這個主要是因為像jstack、jmap等工具主要是通過兩種方式來實現(xiàn)的:
Attach機制(也可以叫做Vitural Machine.attach(),主要是用通過Socket 與目標JVM的Attach Listener線程進行交互。
Serviceability Agent(其實也是一種Attach,在Linux中要靠系統(tǒng)調(diào)用ptrace來實現(xiàn)).
而 Docker 自 1.10 版本開始,默認的 seccomp 配置文件中禁用了 ptrace,所以一些通過SA進行的操作如:jmap -heap就會報錯,而Docker官方也給出了解決方法:
使用–cap-add=SYS_PTRACE明確添加指定功能:[docker run --cap-add=SYS_PTRACE ...]
關(guān)閉 seccomp /將ptrace添加到允許的名單中:docker run --security-opt seccomp:unconfined ...
除了這個限制,前一段時間我在翻JDK的JDK BUG SYSTEM的時候無意間發(fā)現(xiàn)了這么一個Bug:JDK-8140793
getAvailableProcessors may incorrectly report the number of cpus in Docker container
BUG大致描述的現(xiàn)象是,Java在Docker容器中運行時,獲取到的CPU的數(shù)目可能是不正確的。
Docker大家都知道是依托于Cgroups和Namespace的,而Cgroups 是一種 Linux 內(nèi)核功能,可以限制和隔離進程的資源使用情況(CPU、內(nèi)存、磁盤 I/O、網(wǎng)絡(luò)等),所以我猜可能是JVM在運行時并沒有讀取到Docker使用Cgroups進行的限制.
繼續(xù)查看這個BUG,發(fā)現(xiàn)狀態(tài)是RESOLVED,于是繼續(xù)翻找,在官方的Blog中發(fā)現(xiàn)了這么一篇文章
:《Java SE support for Docker CPU and memory limits》(文章關(guān)聯(lián)了反應(yīng)Docker中CPU計算出錯的JDK-8140793、Docker中內(nèi)存限制的增強JDK-8170888、容器檢測和資源配置使用率增強的JDK-8146115).
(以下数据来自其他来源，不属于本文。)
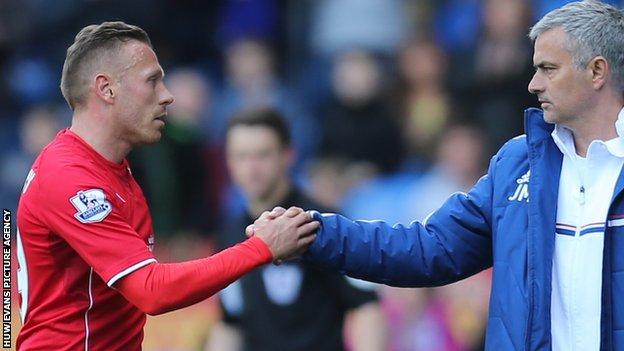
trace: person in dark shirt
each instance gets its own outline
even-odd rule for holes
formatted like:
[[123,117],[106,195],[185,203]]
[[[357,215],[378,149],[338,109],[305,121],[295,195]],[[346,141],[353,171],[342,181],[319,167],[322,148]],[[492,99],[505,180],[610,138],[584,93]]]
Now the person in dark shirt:
[[[245,239],[254,214],[274,206],[318,208],[291,181],[288,127],[271,109],[246,110],[229,123],[227,163],[243,191],[246,213],[224,225],[223,248]],[[255,216],[255,217],[254,217]],[[207,350],[343,350],[349,311],[353,350],[382,350],[385,323],[373,286],[297,261],[268,266],[220,294],[223,319]]]

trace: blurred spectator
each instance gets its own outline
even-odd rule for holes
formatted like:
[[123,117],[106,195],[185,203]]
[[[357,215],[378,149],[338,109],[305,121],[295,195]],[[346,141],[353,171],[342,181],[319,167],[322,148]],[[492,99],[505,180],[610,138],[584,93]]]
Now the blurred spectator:
[[486,0],[476,46],[453,57],[451,82],[459,110],[476,117],[496,149],[523,133],[518,114],[535,105],[526,89],[533,72],[526,35],[529,6],[525,0]]
[[213,140],[223,144],[228,119],[236,111],[273,107],[289,121],[299,159],[309,158],[318,138],[315,125],[277,77],[269,46],[259,40],[240,39],[227,47],[225,57],[226,86],[216,99],[214,119],[206,126]]
[[478,129],[449,127],[437,141],[433,166],[412,187],[405,189],[411,201],[400,204],[400,208],[407,211],[411,220],[424,220],[452,193],[470,189],[485,171],[486,147],[483,133]]
[[60,127],[60,118],[49,106],[35,106],[22,117],[19,146],[5,152],[0,159],[0,202],[3,206],[17,208],[22,186],[35,157],[54,138]]
[[166,80],[175,102],[168,108],[163,137],[132,152],[133,172],[150,202],[160,237],[205,234],[216,211],[208,206],[206,188],[213,179],[199,128],[212,102],[210,89],[190,68],[174,71]]
[[399,53],[398,76],[394,97],[402,117],[408,168],[421,171],[432,161],[435,141],[450,119],[446,56],[431,40],[412,40]]
[[407,31],[403,0],[321,0],[311,24],[311,47],[319,57],[344,50],[395,52]]
[[[485,168],[482,134],[471,126],[448,127],[436,141],[433,166],[420,178],[398,174],[355,188],[344,213],[351,218],[387,218],[389,223],[423,220],[446,198],[469,189]],[[483,349],[489,273],[449,287],[381,289],[390,324],[390,351]]]
[[[223,228],[221,247],[244,240],[253,218],[275,206],[320,207],[289,176],[295,155],[275,110],[247,110],[231,119],[226,150],[232,179],[247,202],[245,213]],[[207,349],[341,350],[343,323],[352,311],[353,350],[382,350],[385,326],[377,297],[362,284],[370,286],[298,261],[262,267],[220,293],[223,322]]]
[[393,171],[403,155],[401,131],[383,95],[375,58],[365,51],[340,56],[332,82],[334,96],[322,109],[321,154]]
[[440,45],[449,53],[476,45],[483,0],[441,0],[437,3],[434,28]]

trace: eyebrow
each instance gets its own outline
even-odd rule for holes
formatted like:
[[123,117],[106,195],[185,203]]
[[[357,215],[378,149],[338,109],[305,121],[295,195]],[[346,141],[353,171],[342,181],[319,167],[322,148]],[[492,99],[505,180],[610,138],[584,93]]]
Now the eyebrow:
[[542,61],[538,64],[533,65],[533,68],[538,69],[538,68],[546,68],[546,66],[554,66],[557,67],[556,64],[552,63],[552,62],[548,62],[548,61]]

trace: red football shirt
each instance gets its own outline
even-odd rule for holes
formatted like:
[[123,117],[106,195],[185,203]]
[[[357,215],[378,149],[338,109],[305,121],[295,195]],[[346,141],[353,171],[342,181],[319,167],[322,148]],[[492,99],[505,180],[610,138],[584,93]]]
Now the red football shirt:
[[19,350],[140,350],[145,314],[111,288],[155,262],[152,219],[127,161],[61,131],[17,213]]

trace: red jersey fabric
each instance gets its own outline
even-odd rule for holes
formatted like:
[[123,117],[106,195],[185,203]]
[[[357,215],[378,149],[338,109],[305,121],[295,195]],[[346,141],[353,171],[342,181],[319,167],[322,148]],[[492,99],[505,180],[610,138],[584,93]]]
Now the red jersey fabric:
[[110,288],[155,262],[127,161],[61,131],[33,164],[17,225],[18,350],[140,350],[145,314]]

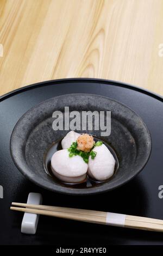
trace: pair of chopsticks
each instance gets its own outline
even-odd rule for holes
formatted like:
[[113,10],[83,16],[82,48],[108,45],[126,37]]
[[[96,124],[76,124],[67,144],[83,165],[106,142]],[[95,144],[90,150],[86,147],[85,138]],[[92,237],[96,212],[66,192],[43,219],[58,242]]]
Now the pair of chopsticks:
[[[163,221],[104,211],[12,203],[11,210],[76,221],[126,228],[162,231]],[[15,207],[17,206],[17,207]]]

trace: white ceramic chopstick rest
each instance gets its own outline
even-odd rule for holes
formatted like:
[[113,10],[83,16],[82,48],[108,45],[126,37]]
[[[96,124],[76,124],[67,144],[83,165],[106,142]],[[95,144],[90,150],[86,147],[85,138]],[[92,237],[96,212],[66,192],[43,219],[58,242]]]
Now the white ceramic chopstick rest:
[[[41,194],[38,193],[29,193],[27,204],[41,204],[42,198]],[[21,232],[24,234],[35,234],[39,221],[39,215],[35,214],[25,212],[23,218]]]
[[107,212],[106,223],[114,226],[124,227],[126,216],[125,214]]

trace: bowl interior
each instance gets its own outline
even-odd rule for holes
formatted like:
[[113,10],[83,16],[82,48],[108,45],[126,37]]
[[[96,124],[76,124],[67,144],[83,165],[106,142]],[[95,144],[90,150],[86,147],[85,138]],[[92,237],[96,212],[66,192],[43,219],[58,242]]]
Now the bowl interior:
[[[54,131],[52,128],[54,111],[63,114],[65,106],[69,111],[111,112],[111,133],[103,136],[102,130],[82,130],[102,139],[115,153],[119,167],[111,179],[95,187],[67,187],[59,183],[45,172],[45,156],[54,142],[61,139],[68,130]],[[72,120],[70,118],[70,121]],[[106,119],[106,116],[105,116]],[[95,120],[93,119],[93,127]],[[149,158],[151,139],[141,118],[121,103],[103,96],[88,94],[70,94],[46,100],[28,111],[18,121],[12,132],[11,153],[21,172],[37,185],[50,190],[74,194],[99,193],[117,187],[130,180],[143,168]]]

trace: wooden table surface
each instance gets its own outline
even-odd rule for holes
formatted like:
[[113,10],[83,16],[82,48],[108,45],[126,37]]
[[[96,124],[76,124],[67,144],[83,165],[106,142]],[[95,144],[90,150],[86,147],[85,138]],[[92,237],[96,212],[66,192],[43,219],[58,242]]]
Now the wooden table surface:
[[163,0],[1,0],[0,44],[1,95],[67,77],[163,95]]

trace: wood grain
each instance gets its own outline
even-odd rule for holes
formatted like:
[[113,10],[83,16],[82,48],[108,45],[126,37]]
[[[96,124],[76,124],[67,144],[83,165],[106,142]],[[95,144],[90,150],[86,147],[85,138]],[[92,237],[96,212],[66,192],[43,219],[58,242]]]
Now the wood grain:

文章中提到在JDK8u121之前的版本中(Java SE 8u121 and earlier),JVM讀取的CPU數(shù)以及內(nèi)存等都是不受到Cgroups限制的數(shù)據(jù),那么這么做又會出現(xiàn)什么問題呢?據(jù)我所知,在我們不顯式的指明一些參數(shù)的時候,往往會用到JVM讀取的數(shù)據(jù)做一些默認的配置。比如如果不顯式的指定 -XX:ParallelGCThreads and -XX:CICompilerCount,那么JVM就會根據(jù)讀到的CPU數(shù)目進行計算來設(shè)置數(shù)值,如在計算Parallel GC的Threads數(shù)目的地方runtime\vm_version.cpp(以下基于openJDK1.8 b120):
if (FLAG_IS_DEFAULT(ParallelGCThreads)) {
assert(ParallelGCThreads == 0, "Default ParallelGCThreads is not 0");// For very large machines, there are diminishing returns// for large numbers of worker threads. Instead of// hogging the whole system, use a fraction of the workers for every// processor after the first 8. For example, on a 72 cpu machine// and a chosen fraction of 5/8// use 8 + (72 - 8) * (5/8) == 48 worker threads.unsigned int ncpus = (unsigned int) os::active_processor_count();return (ncpus <= switch_pt) ?
ncpus :
(switch_pt + ((ncpus - switch_pt) * num) / den);
} else {return ParallelGCThreads;
}進入到獲取CPU數(shù)目的os::active_processor_count()(linux實現(xiàn)os_linux.cpp)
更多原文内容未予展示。